IL “SI” DELLA CORTE SUPREMA AMERICANA: IL MATRIMONIO FRA COPPIE GAY E’ UN DIRITTO

27 giugno 2015

Di Helene Pacitto – Da ieri in tutti gli Stati Uniti il matrimonio fra coppie omosessuali è legale. Ad estendere questo diritto è stata una sentenza della Corte Suprema che ha reso incostituzionali le leggi statali che vietano il matrimonio gay.

Ad assumersi la paternità del provvedimento sono stati cinque giudici che hanno votato favorevolmente contro i quattro contrari.

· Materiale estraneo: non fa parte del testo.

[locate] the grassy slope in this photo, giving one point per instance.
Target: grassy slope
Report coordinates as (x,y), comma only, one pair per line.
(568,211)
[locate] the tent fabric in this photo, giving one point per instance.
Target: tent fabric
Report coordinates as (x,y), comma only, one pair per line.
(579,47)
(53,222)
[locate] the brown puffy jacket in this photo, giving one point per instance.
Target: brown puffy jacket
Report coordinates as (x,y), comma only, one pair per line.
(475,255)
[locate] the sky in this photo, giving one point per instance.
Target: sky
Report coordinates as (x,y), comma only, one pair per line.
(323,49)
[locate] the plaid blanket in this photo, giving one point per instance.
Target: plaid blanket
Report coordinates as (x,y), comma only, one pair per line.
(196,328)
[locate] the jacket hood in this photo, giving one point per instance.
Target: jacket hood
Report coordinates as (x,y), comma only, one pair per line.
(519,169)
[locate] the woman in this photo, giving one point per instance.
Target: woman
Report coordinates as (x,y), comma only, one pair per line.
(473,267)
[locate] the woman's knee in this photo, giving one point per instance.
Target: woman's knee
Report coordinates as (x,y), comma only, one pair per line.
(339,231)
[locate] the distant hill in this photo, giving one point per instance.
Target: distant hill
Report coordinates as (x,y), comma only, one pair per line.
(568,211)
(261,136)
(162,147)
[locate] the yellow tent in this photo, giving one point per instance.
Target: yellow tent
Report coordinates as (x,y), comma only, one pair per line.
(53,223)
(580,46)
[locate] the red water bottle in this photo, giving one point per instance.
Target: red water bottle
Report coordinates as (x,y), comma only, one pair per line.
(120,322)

E’ stato, infatti, stabilito che “In base al 14° Emendamento della Costituzione americana – quello sull’uguaglianza di tutti i cittadini davanti alla legge – gli stati devono permettere a tutti i cittadini di sposarsi con chi vogliono e riconoscere i matrimoni gay celebrati fuori dai loro confini, mentre i divieti dei matrimoni gay sono incostituzionali“.

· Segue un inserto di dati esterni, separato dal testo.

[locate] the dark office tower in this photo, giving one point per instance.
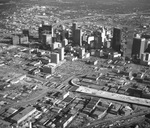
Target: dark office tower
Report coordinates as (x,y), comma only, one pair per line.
(98,42)
(45,29)
(74,27)
(138,47)
(25,32)
(98,39)
(15,40)
(116,41)
(78,37)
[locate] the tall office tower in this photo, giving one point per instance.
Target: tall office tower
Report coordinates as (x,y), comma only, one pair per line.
(78,37)
(81,52)
(23,39)
(55,58)
(46,39)
(138,47)
(61,53)
(74,27)
(44,29)
(103,35)
(64,42)
(15,40)
(98,42)
(116,41)
(25,32)
(98,39)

Finora in America il matrimonio fra coppie omosessuali era vietato in 13 Stati su 50, mentre negli ultimi anni 37 sono stati gli Stati che lo avevano già legalizzato. Tale sentenza, però, estende il diritto all’unione legale in tutto il Paese, senza distinzioni.

Nel giorno in cui la Corte suprema degli Stati Uniti ha stabilito che il matrimonio è un diritto sancito dalla costituzione anche per le coppie omosessuali, la Casa Bianca ha modificato l’immagine profilo sul suo account Twitter ufficiale e grazie a un’illustrazione l’edificio da bianco è diventato arcobaleno

Oltre agli Stati Uniti, il matrimonio gay è già legale in Canada, Sudafrica, Argentina, Uruguay, Nuova Zelanda, Brasile e Messico.

Alla luce di questa sentenza storica, affacciandoci invece in Europa, sono solo 14 i Paesi dell’Ue che hanno adottato una legge sui matrimoni tra persone dello stesso sesso, ovvero: Irlanda, Olanda, Belgio, Spagna, Norvegia, Svezia, Portogallo, Islanda, Danimarca, Francia, Gran Bretagna, Finlandia, Lussemburgo e Slovenia.

L’Italia è, invece, tra i nove Paesi europei che non hanno ancora una legge che regolamenti le unioni.

La marcia in avanti negli Stati Uniti sui diritti omosessuali è stata determinata anche dalla nomina, lo scorso anno, di un ambasciatore per i diritti degli omosessuali, Randy Berryil, da parte del segretario di Stato americano John Kerry. Anche se a livello diplomatico, la difesa dei diritti degli omosessuali nel mondo era già una questione prioritaria: si pensi quando segretario di Stato era Hillary Clinton nel primo mandato del presidente Obama, con lei sono state sistematiche le denunce di abusi e di repressioni, specie nei Paesi dell’Africa.